Ser crítico en el análisis de los resultados es fundamental para que el médico prescriptor pueda trasladar una visión real a quienes tienen que asumir la toma de decisiones. Es deseable que el médico mantenga una posición no siempre fácil de salvaguardar entre el paciente y sus necesidades, el gestor del dinero público y la propia industria farmacéutica. ¿Cómo valorar, por ejemplo, una ventaja de comodidad en la que el que paga por ella no es el que la disfruta? La industria farmacéutica desempeña legítimamente su papel, pero el médico no debería asumir ese papel como propio sino erigirse en protagonista y asumir que la elección de la opción más coste-efectiva forma parte de su práctica diaria dentro de un sistema público de salud como el nuestro. Ello ayudaría a una toma de decisiones más racional, a que el profesional se sienta más valorado, a que la industria desarrolle un criterio claro sobre lo que realmente supone una innovación o no y a disminuir el riesgo de desarrollos costosos que luego no consigan un retorno de la inversión.

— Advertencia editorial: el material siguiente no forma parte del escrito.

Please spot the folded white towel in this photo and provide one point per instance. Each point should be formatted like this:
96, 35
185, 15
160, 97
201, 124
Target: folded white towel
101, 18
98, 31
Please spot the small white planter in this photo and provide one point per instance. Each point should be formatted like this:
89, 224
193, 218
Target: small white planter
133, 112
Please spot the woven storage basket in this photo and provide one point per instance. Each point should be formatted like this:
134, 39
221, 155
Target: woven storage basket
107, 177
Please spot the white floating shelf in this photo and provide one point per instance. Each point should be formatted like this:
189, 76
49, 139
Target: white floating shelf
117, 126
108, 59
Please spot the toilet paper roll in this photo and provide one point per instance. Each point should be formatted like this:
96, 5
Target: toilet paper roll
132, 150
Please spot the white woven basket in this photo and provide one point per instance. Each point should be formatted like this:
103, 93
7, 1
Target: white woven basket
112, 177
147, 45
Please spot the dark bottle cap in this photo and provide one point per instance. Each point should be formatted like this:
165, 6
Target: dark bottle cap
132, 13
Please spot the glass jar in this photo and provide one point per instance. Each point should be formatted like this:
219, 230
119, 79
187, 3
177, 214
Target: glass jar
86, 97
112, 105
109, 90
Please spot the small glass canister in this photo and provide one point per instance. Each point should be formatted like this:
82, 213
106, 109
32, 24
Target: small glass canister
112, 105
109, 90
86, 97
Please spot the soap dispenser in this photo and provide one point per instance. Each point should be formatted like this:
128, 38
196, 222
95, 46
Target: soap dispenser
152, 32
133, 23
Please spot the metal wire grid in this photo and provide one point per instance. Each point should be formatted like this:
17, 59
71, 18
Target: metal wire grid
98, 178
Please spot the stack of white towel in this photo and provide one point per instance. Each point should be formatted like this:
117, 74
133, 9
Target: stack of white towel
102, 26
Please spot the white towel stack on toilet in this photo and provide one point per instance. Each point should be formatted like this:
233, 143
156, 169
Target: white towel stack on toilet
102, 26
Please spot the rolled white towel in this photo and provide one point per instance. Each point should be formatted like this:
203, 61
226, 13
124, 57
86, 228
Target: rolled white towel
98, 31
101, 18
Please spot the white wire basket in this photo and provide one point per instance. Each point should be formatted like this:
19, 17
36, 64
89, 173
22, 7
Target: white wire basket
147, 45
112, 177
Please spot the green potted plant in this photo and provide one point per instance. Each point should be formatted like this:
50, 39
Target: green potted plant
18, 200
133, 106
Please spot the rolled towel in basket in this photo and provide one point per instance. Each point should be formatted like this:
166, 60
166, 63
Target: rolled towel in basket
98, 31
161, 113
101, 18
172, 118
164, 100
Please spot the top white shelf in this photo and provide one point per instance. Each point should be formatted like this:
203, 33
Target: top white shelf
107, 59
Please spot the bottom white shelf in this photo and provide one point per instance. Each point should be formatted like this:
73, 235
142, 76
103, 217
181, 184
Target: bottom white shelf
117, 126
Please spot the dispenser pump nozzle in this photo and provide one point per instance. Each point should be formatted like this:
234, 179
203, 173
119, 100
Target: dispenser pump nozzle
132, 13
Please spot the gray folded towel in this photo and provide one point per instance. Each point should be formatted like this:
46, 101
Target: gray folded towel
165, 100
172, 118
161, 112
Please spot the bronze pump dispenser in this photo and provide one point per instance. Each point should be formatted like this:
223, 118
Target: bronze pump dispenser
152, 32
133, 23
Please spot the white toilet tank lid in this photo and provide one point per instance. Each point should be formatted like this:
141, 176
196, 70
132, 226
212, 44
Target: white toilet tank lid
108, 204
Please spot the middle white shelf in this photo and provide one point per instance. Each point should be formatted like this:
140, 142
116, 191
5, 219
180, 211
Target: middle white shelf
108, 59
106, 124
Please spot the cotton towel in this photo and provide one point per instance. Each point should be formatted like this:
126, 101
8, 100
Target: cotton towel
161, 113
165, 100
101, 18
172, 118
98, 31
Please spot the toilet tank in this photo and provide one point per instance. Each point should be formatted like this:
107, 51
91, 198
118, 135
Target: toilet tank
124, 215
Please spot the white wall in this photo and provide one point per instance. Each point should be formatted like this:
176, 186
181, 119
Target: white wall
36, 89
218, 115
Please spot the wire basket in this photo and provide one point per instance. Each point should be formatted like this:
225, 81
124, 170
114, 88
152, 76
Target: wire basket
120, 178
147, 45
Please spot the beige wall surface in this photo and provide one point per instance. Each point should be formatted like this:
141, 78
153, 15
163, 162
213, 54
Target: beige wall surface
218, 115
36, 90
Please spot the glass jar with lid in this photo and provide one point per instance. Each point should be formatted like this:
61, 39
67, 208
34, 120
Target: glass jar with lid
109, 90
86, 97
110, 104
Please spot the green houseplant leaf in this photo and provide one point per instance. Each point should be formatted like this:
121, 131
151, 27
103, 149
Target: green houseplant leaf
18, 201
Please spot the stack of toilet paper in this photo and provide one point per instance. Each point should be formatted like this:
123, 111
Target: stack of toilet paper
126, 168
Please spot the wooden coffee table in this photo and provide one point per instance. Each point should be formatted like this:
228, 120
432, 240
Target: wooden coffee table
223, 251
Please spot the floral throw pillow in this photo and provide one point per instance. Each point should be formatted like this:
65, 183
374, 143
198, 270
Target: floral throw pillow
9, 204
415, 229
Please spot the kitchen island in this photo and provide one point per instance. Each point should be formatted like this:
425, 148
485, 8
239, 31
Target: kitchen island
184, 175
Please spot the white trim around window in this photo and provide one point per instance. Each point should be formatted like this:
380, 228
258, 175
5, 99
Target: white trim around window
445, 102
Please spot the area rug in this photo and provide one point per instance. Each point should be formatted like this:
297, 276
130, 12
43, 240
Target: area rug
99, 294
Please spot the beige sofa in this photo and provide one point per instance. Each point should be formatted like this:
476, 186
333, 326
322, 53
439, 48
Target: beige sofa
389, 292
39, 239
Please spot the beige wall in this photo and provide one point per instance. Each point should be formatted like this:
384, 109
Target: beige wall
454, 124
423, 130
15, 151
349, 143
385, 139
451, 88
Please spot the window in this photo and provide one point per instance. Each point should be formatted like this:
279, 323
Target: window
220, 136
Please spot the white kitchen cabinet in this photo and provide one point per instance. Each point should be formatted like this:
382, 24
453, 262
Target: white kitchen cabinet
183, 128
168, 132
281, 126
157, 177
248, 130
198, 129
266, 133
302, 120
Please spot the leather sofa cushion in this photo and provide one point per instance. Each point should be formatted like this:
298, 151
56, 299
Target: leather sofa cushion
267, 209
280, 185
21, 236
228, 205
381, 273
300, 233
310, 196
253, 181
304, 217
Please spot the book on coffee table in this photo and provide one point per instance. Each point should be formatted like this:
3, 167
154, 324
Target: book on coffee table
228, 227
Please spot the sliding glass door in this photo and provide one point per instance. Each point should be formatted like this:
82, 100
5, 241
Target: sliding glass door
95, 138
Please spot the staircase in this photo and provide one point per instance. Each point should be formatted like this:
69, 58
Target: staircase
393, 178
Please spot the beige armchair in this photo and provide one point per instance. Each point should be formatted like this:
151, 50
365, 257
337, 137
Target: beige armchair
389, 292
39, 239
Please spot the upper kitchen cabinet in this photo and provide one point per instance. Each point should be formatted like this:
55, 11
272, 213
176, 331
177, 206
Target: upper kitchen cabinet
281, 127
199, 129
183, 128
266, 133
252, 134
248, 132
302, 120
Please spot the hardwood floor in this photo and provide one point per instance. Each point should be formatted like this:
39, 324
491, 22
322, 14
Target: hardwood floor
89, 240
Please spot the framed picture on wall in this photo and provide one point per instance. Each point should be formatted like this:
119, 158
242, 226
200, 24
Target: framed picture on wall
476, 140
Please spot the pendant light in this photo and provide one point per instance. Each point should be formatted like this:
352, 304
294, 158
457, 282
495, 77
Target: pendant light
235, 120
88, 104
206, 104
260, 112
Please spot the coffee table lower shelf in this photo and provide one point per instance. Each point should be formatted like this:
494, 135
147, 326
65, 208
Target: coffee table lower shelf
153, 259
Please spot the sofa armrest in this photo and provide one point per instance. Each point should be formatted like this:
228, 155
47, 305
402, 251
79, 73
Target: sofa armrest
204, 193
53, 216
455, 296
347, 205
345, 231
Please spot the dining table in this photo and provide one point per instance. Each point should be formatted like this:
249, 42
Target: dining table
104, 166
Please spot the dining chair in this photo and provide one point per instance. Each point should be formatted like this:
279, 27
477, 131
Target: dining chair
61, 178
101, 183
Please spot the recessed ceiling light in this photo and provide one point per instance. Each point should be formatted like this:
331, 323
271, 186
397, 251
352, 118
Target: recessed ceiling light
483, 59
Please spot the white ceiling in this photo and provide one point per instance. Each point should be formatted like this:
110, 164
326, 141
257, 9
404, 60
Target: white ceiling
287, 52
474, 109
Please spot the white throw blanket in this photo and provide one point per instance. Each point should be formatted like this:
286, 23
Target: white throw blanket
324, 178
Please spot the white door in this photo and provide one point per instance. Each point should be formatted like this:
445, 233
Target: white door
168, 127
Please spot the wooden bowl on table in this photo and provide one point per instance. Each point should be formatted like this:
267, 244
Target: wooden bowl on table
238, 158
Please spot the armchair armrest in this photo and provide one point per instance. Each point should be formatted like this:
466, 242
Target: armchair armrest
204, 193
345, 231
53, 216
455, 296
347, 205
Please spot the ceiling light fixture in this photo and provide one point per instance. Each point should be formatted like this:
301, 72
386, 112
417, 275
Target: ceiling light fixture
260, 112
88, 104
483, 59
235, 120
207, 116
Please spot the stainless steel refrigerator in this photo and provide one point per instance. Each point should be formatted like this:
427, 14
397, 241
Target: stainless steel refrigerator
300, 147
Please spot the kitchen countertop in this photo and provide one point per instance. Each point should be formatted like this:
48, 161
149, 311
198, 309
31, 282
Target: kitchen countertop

ConclusiónLa incorporación de nuevos tratamientos y tecnologías requiere tener en cuenta sus costes y posibles beneficios. Para muchas tecnologías, este camino empieza una vez en el mercado. Sin embargo, el medicamento es una tecnología que nace evaluada por las agencias reguladoras, lo que debería tenerse en cuenta para no repetir evaluaciones innecesariamente. Una vez en el mercado, el conocimiento sobre el uso del medicamento en condiciones reales se incrementa exponencialmente. El papel del médico prescriptor como diana del mercado y auténtico «consumidor» del medicamento debe mantenerse cercano al núcleo de tomas de decisiones. Incorporar el término eficiencia al vocabulario sanitario es un paso fundamental para tomar conciencia de la importancia del gasto sanitario y para seguir avanzando. Solo así pacientes, sistema sanitario, industria y la sociedad en su conjunto obtendrán el mayor beneficio.
Conflicto de interesesLos autores declaran no tener ningún conflicto de intereses.